‘As income data becomes more important, you can start to creatively rethink the paradigm of credit’: Pinwheel’s Kurt Lin
- Income data is becoming an increasingly important piece of the financial ecosystem.
- Kurt Lin, co-founder and CEO of Pinwheel, joins us on the podcast to discuss building product and a company in the space.
If data is the underpinning of modern finance, payroll data is expanding the pie. Early data firms like Plaid, MX, and Finicity made it easier for lenders and other fintech apps to access banking data. But now, firms like Pinwheel and Argyle are opening up payroll data. Traditional W2 work is evolving in the gig economy and being able to access payroll data wherever it resides creates new opportunities to serve customers.
On today’s podcast, we have Kurt Lin, co-founder and CEO of Pinwheel. Lin’s vision is that over time, lenders will use the firm’s payroll API to track their borrowers’ financial health longitudinally. Fintech firms can assess borrowers’ current income, whether they’re showing up for shifts, whether they’re getting paid consistently. We’re at the beginning stage of payroll connectivity and Lin shares some interesting insights into current use cases, based off of income verification, direct deposit switching and payroll-linked lending. Lastly, we talk about where Pinwheel and payroll connectivity are headed in the future.

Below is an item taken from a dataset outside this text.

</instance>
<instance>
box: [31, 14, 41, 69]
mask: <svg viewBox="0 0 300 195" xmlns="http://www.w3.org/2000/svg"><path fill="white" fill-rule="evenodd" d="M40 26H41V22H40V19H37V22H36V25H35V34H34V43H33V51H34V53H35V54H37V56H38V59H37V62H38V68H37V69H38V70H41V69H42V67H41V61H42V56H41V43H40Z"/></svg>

Kurt Lin is my guest today on the Tearsheet Podcast.
My name is Kurt Lin. I am the co founder and CEO of Pinwheel, the leading payroll connectivity API. We are building the income layer for the financial system. And we work with some of the largest players in the fintech world to help enable things like direct deposit switching, income verification, as well as a suite of other use cases, to build what we believe is the future of the financial system.
The impetus for starting Pinwheel is that for myself, as well as my team and my co founders, we're all second generation immigrants. Especially coming from a family with a very traditional Asian upbringing, the idea of carrying debt is anathema, frankly, to core parts of our culture. Growing up, my dad and mom never really applied for credit cards or anything, because they felt if you have the money, why would you do that? I should also add that my dad was this traditional Asian dad, who was very stoic and never really showed any emotions. It took the guy 50 to 60 years before he was even able to say I love you. That kind of gives you an understanding of who he was.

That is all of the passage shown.